Lili erzählte den anderen noch ein Weilchen von Gower, während ich darüber nachdachte, ob es vielleicht inzwischen total verdorben und meilenweit entfernt war von dem magischen Ort meiner Erinnerung. Ich hoffe, nicht. Was Lilis Töpfer betraf ... nun, bis zum nächsten Frühling hatte sie ihn wahrscheinlich völlig ausgesaugt und war mehr als bereit, ihre Fangzähne in frisches Fleisch zu graben. Falls Dave mir also noch einmal auf die Pelle rücken sollte, würde ich ihn vielleicht auf sie abwälzen können. Sie ist so etwas wie eine weibliche Version von Dave, nur intelligenter, und man möchte sie wirklich nicht erleben, wenn sie gerade ihren Hunger stillt.
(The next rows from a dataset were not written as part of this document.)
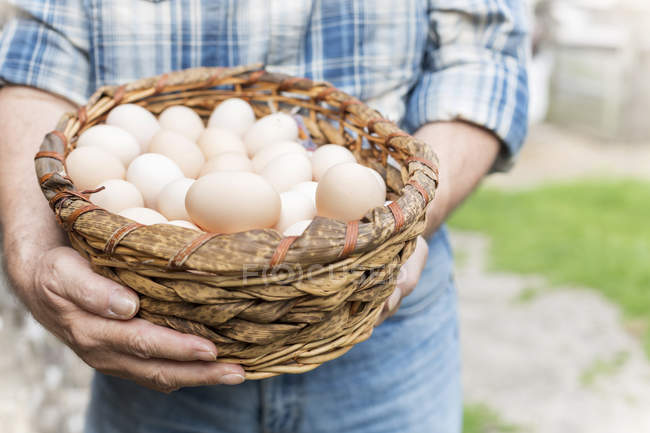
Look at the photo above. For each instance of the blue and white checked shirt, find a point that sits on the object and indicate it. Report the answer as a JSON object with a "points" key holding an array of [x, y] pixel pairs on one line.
{"points": [[416, 61]]}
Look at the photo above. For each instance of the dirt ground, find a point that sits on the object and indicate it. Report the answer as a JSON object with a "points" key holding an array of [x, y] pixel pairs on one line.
{"points": [[559, 362]]}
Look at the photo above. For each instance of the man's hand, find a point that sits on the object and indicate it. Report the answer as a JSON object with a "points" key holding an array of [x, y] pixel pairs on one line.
{"points": [[90, 313], [408, 278], [466, 153], [94, 316]]}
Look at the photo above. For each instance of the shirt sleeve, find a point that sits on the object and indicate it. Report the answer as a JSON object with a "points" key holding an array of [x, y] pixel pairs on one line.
{"points": [[474, 70], [45, 45]]}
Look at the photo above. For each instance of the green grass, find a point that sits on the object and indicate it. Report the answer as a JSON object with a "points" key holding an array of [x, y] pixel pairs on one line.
{"points": [[601, 368], [589, 233], [478, 418]]}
»Es gibt zwei Dinge im Leben, die ich ernst nehme«, vertraute sie mir später an, als wir beide zu viel Wein getrunken hatten, wenn auch nicht ganz so viel wie Ken, der unter den Tisch gesunken war und schnarchte.
»Sex natürlich und meine Schreiberei, die mich aus der absoluten Hölle des Unterrichtens befreit hat. Aber vielleicht sind die beiden ja in Wirklichkeit ein und dasselbe?«
Sie leerte die Flasche in ihr Glas und beobachtete, wie die letzten boshaften Tröpfchen im Kerzenlicht funkelten und glitzerten.
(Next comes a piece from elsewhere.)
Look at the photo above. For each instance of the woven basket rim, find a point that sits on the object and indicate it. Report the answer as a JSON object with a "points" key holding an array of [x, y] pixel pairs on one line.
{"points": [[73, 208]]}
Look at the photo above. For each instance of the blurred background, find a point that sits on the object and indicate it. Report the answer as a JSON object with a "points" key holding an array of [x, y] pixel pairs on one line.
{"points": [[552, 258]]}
»Der Sex ist Recherche für die Romane – unreine Recherche.« Sie grinste. »Und wäre das nicht mal ein Lehrstuhl, den jeder gern bekleiden würde, wenn ich ihn Oxford oder Cambridge stiften würde? Der Lili-Ford-Jakes-Lehrstuhl für Unreine Wissenschaft. Da läuft einem doch das Wasser im Mund zusammen.«
»0 Lili!« Ich stöhnte, wusste aber, dass sie es ernst meinte – zumindest was ihre Schreiberei betraf. Professionell und sorgfältig. Was den Sex betraf, wollte ich mich nicht festlegen, aber der ist wahrscheinlich ebenfalls gut recherchiert.
Jetzt stieß sie mit der Zehenspitze ihres Manolo Blahnik den lang hingegossenen Ken an und bemerkte: »Ich hasse schnarchende Männer, du nicht auch, Sappho? So unaussprechlich schweinisch. Sollen wir ihm eine Orange in den Mund stecken und Eleni bitten, ihn für das Abendessen morgen zuzubereiten?«
»Ich glaube, er wäre ein bisschen zu fett.«
Sie nahm eine Orange aus der Obstschale und beäugte sie nachdenklich.
»Besser nicht, er würde womöglich aufhören zu atmen«, warnte ich sie.
»Führ mich nicht in Versuchung, Darling«, gab sie mit einem Grinsen zurück, drehte sich um und warf die Orange mit überraschender Wucht dem einzigen jungen, ungebundenen Mann unter den Freizeitlern zu. Er fing sie aus reiner Notwehr auf.
»Nun, will nicht jeder mal ein Mädchen haben?«, fragte sie strahlend.
Wieder in meinem Zimmer, suchte ich Lilis Brief mit dem grobkörnigen Schwarz-Weiß-Foto von ihrem Töpfer heraus; es war eine Kopie aus dem Ausstellungskatalog.